Je travaille dans un de ces bureaux partagés où une bande de jeunes de vingt-deux ans testent en bêta de nouvelles plateformes de médias sociaux tout en descendant des smoothies de bok choy et en discutant de studios de yoga.
Je m’assois dans un coin et crache discrètement mon jus de tabac chunky dans un thermos. Je me sens rebelle, sale et malsain.
Aussi concentré. Ce truc est comme de l’Adderall. Pendant environ une demi-heure après avoir mis un dinger, je suis en feu. Ce matin, j’ai tapé cinquante courriels.

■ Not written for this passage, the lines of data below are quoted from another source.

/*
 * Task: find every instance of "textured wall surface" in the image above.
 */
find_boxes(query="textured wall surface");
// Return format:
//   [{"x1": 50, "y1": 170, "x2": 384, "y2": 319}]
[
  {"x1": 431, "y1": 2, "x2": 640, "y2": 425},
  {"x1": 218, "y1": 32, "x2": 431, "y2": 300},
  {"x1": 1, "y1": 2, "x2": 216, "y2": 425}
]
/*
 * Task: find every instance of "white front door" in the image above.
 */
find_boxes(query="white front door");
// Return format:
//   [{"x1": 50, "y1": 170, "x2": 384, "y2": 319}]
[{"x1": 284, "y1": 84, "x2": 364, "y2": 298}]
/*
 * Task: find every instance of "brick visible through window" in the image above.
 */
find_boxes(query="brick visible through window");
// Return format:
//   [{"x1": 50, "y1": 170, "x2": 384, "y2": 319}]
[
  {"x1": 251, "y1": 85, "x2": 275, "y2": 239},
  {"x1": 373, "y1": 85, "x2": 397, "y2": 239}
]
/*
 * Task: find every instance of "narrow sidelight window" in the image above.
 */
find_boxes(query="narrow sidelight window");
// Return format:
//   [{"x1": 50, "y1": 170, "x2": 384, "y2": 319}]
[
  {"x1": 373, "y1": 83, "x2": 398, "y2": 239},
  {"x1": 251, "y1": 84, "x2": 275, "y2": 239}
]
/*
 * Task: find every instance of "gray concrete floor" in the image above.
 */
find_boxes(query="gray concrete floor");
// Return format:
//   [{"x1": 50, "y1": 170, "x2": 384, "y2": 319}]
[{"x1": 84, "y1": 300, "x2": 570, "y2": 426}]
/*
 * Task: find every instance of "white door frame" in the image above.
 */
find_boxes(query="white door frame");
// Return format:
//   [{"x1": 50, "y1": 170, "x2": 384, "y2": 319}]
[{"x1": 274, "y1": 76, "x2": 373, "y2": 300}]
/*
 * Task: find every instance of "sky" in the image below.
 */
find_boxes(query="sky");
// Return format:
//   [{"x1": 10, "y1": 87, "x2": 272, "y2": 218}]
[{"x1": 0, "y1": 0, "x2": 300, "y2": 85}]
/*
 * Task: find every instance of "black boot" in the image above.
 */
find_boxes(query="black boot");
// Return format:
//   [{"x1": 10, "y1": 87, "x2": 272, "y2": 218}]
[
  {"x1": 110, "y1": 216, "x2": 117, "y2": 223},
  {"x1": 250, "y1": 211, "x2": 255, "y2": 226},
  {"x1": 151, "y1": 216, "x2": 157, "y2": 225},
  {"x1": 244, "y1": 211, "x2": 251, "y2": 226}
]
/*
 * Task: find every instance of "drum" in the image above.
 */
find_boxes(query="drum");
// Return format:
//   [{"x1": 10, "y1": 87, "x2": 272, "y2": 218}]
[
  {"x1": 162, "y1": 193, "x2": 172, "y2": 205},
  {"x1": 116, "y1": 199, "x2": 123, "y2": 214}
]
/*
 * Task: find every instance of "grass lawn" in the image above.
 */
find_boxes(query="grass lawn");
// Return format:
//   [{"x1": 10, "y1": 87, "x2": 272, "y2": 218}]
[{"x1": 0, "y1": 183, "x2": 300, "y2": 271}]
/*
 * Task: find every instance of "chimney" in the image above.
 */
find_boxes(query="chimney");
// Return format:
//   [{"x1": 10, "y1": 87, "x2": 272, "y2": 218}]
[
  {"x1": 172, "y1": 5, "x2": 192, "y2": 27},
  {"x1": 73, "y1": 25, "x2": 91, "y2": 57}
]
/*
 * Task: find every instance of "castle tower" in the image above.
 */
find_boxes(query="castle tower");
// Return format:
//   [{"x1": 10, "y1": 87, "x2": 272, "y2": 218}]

Je m’empiffre de plus gros porcs. On peut repérer le gonflement de ma joue, préfigurant peut-être opportunément la tumeur que je finirai par développer. Les grumeaux de tabac affectent mon élocution. Ils me font ressembler – de manière appropriée – à un accent du Kentucky. La phrase « Nice to see you » se traduit par « Nahs to shee ya ».
Aujourd’hui, je deviens arrogant. Je prends une liasse massive d’un truc hardcore et je ressens bientôt une vague de nausées. Je cours aux toilettes du travail et je me tiens devant l’urinoir en crachant, en gémissant et en faisant un soupir sec. J’entends quelqu’un ouvrir la porte des toilettes, puis la refermer sans entrer. Bien vu.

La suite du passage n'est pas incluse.